The decade from 1961 to 1971 was one of chamber music, song-cycles, folk
settings, church parables, the War Requiem and the television opera Owen
Wingrave. It was about the survival of the Aldeburgh Festival and the
conversion, burning-down and re-building of the old barley Maltings at Snape. It
was about Mahler and oriental exotica. And it was one of life-bonding new
friendships with the dissident faction of the Soviet enemy face, Shostakovich,
Richter, Vishnevskaya, Rostropovich. Rostropovich was a unique inspiration. It
was for him that Britten wrote his Cello Sonata Op. 65 (1961), Cello
Symphony, Op. 68 (1962-63), and three unaccompanied Cello Suites, Opp. 72
(November / December 1964), 80 (August 1967) and 87 (February 1971), as well as
a set of cadenzas for the Haydn C major Concerto (1964), all, with the
exception of the Cello Symphony, first heard at Aldeburgh.
The multi-movement Cello Suites, Britten's reply to Each, whose cycle
he had heard Rostropovich play, are as strikingly personal in character as they
are a direct response to the re-creative resource and technical pre-eminence of
their dedicatee. William Mann considered the first "less harmless
than it first sounds" (a familiar Britten paradox), with
"discomforting harmonic implications" (London The Times, 2nd
July 1965). "Sheer genius" admired Rostropovich of the Third (scribbled
note, 22nd May 1972). "Less concerned with exploring the possibilities of
the solo cello in the hands of a master and with depicting sinister nocturnal
moods, [it] has nevertheless much to arrest and delight, notably a fascinating
fugue, spidery and strong as spider's webs are, with a delicate, purposeful
strength" was Ronald Crichton's reaction to the Second (Musical Times, August
1968).
The First Suite is in nine movements: three pairs of two each,
prefaced and divided by three Cantos. The ingenously-wrought Fuga echoes
baroque models; the Serenata suggests Debussy; the Bordone supports
themes variously reminiscent of ideas from Britten's wartime Violin Concerto as
well as the Elgar Cello Concerto. Old-world values return in the Fuga and
final Ciaccona (on a five-bar ground) of the Second Suite. Atmospherically
weighted, the Third, like the First also in nine movements (Introduzione,
Marcia, Canto, Barcarolla, Dialogo, Fuga, Recitativo [fantastico], Moto perpetuo,
Passacaglia), is a more emotionally charged statement, linked by three
Tchaikovsky-arranged folksongs (The grey eagle, Autumn, Under the little
apple tree) and the Orthodox Kontakion (or Hymn for the Dead).
Britten enigmatically pre-echoes, varies and disperses these Russian tunes
throughout the work before successively stating them in their original form at
the end of the closing Passacaglia.
© 1996 Ateş Orga
Tim Hugh
The British cellist Tim Hugh established a flourishing career throughout
Europe after winning two top prizes in the 1990 Tchaikovsky competition in
Moscow, and now appears regularly with many of Europe's leading orchestras.
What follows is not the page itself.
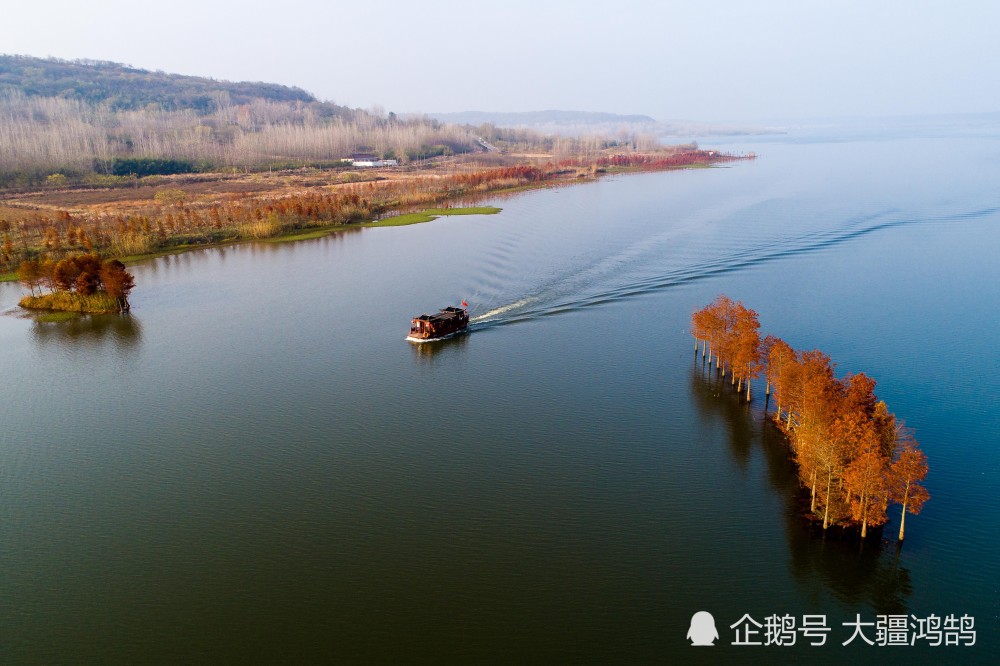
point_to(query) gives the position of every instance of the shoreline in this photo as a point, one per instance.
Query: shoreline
(388, 198)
In
recent years he has toured Japan, Germany, Poland, Norway, Spain, Switzerland,
Bulgaria and Italy, while in his own country he has performed with all the BBC
orchestras as well as with the other major orchestras. Now joint principal
cellist with the London Symphony Orchestra, he has performed with them Messagesquisse
under Pierre Boulez, Don Quixote under Previn and Messiaen's Concerto
a Quatre under Kent Nagano. Tim Hugh has made many recordings of chamber
music and is now embarking on major recording projects with Naxos. These include
the three C.P.E. Bach concertos, the twelve Boccherini concertos and major
concertos in British cello repertoire.